Summary of approach:

For the competition we only used the past airport configurations and training labels data. We preprocessed the data and for each data point. We extracted information about distribution of the past configurations, current and 10 last configurations, and the duration that each past configuration was active. Also, we considered current date and time (hour, day, week, month) and the lookahead as predictors. In preprocessing step, we used some of the benchmark code functions like censor_data and make_config_dist for selecting part of the data that we were allowed to use and for creating distribution of past configurations, respectively. For more information about these functions, please refer to the benchmark code. At the end of preprocessing step, we created a DataFrame (train_labels) as an input for the machine learning algorithms. In the main code, we trained XGBoost models for each airport. We then preprocessed the test data features and use pretrained XGBoost models for predicting probability of each configuration.

What are some other things you tried that didn’t necessarily make it into the final workflow?

We started with extracting different features from different datasets including: - Extracting weather information from the lamp file - Extracting estimated number of arrivals/departures for each airline in specific timespans.

We did not get the opportunity to optimize our code to include these features as predictors.

Normen Yu & Mehrdad Mahdavi

Place: 4th Place

Prize: $4,000

University: Pennsylvania State University

Hometown: Fort Washington, PA, USA (Normen Yu)

Usernames: pennswood & mzm616 (TeamPSU)


Normen Yu is an undergraduate student studying Computer Science at the Pennsylvania State University. He has a passion for working in the aerospace community. For example, he interned at Collins Aerospace working on UAVs, as well as a finalist on a team for the NASA BIG Idea Challenge.

Dr. Mehrdad Mahdavi is a professor at Pennsylvania State University. His research focuses on Machine Learning, and he teaches a number of graduate and undergraduate machine learning classes.

What motivated you to compete in this challenge?

The project stemmed out of an honors project that Normen was taking in Dr. Mahdavi’s class. In order to gain some practical experiences, this competition was chosen. Its dataset and problem offers an opportunity to explore many classical classification methods taught in class (SVM, Logistic Regression, Decision Tree, gradient boosting), with a twist for potential temporal decay concerns. Therefore, this competition was chosen because its scope matched the scope of the materials taught in class in a practical manner.

Summary of approach:

A number of algorithm was tested. However, Logistic Regression was ultimately used because its objective function matched closest to the objective function of the problem statement. It is also less prone to overfitting. For each airport, the following was done independently of each other: First, projected take-off and projected landing data for each airport were processed into an array of 4 columns: projected landing/takeoff 1 hour to 30 minutes ago, 30 minutes to 0 minutes ago, 0 minutes to 30 minutes into the future, and 30 to 1 hour into the future. Then, this data was added into the mix of other data that required less processing: wind_speed, wind_gust, cloud_ceiling, visibility, cloud, lightning_probability, wind_direction (wind speed direction was split/”kernelized” into a cosine and sine component), precipitation, and how many hours we are trying to look-ahead. We finally standardized the data to have the same mean and variance and train the model. We utilize the training standardization to standardize the test data. These models are saved as a pickled file and used during testing.

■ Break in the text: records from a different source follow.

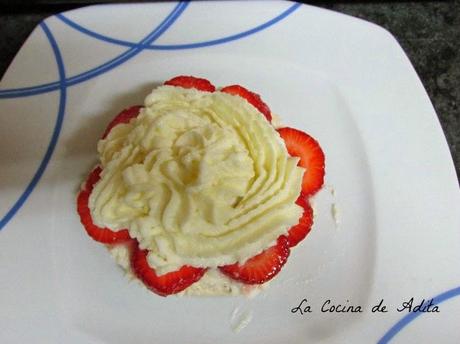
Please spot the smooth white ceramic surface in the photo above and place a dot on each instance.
(345, 81)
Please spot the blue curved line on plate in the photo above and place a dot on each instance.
(115, 62)
(226, 39)
(393, 331)
(56, 131)
(62, 85)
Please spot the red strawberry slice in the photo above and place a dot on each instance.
(167, 284)
(191, 82)
(311, 157)
(123, 117)
(103, 235)
(253, 99)
(262, 267)
(298, 232)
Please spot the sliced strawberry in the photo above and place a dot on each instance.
(123, 117)
(253, 99)
(191, 82)
(103, 235)
(311, 157)
(262, 267)
(167, 284)
(298, 232)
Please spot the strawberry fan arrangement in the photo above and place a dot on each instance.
(256, 270)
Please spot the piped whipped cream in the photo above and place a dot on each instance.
(198, 179)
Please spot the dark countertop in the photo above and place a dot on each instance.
(429, 32)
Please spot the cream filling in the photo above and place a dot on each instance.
(198, 179)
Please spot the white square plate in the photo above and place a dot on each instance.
(345, 81)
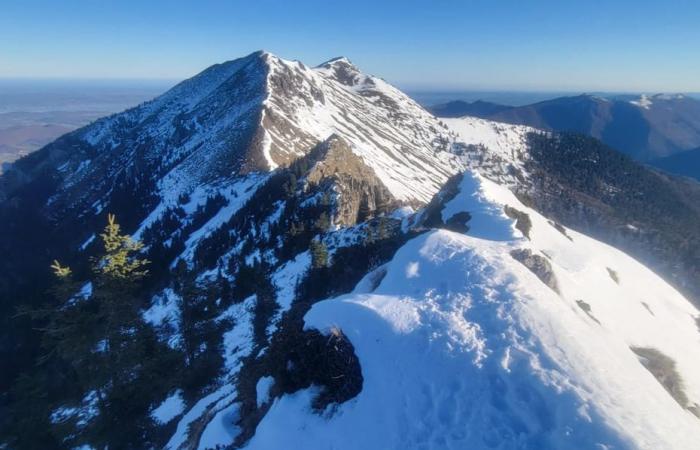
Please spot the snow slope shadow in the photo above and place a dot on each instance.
(449, 361)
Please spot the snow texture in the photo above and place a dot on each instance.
(171, 407)
(472, 350)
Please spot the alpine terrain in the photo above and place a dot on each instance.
(272, 255)
(646, 127)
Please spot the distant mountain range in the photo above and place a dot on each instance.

Due to the temporal decay that we observed, we also upweighted the training data to place a higher weight on the data points in the May/June months.

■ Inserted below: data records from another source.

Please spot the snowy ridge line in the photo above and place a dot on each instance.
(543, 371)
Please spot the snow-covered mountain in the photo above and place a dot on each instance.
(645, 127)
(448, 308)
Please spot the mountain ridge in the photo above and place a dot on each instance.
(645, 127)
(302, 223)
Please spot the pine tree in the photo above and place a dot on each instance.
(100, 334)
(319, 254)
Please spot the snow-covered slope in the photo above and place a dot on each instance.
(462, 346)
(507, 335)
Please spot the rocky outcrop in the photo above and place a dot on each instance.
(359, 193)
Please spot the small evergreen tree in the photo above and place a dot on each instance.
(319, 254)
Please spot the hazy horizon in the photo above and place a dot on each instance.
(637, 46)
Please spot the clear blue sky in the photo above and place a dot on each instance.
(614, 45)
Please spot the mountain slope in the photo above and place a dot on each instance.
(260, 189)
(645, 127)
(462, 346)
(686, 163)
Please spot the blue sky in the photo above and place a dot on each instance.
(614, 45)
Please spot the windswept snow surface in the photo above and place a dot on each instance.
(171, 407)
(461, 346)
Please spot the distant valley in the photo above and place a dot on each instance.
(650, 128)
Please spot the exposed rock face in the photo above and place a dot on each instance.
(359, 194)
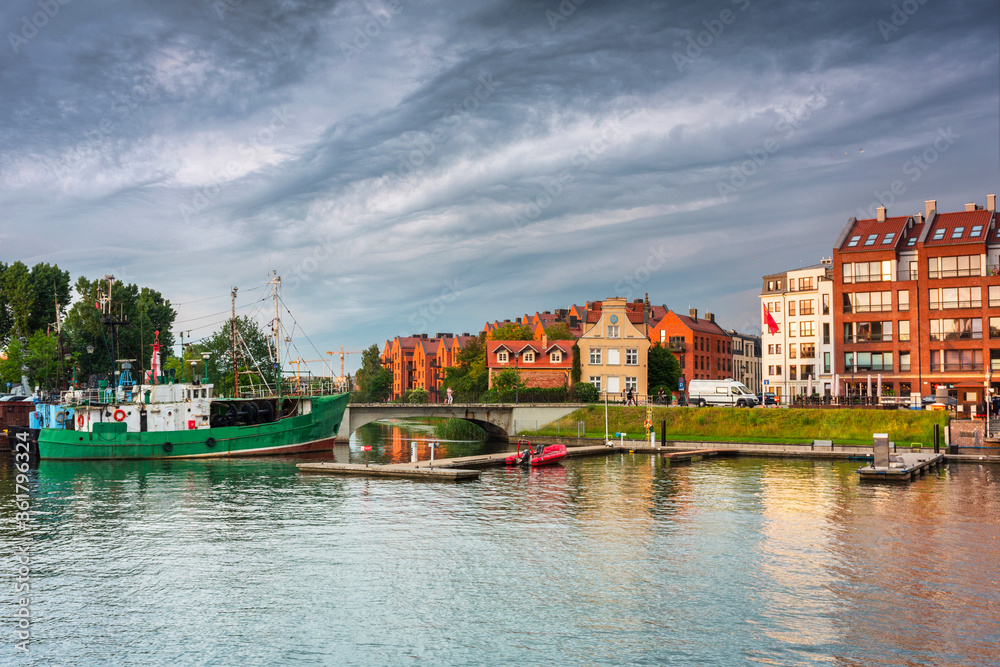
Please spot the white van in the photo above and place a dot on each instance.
(727, 392)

What are some other things you tried that didn’t necessarily make it into the final workflow?

Gradient boosting was tested but was too easy to overfit the data. A polynomial kernel was attempted on a number of configuration as well, but those also shown to be too complex to train from the limited data provided.

Thanks to all the participants and to our winners! Special thanks to NASA for enabling this fascinating challenge and providing the data to make it possible!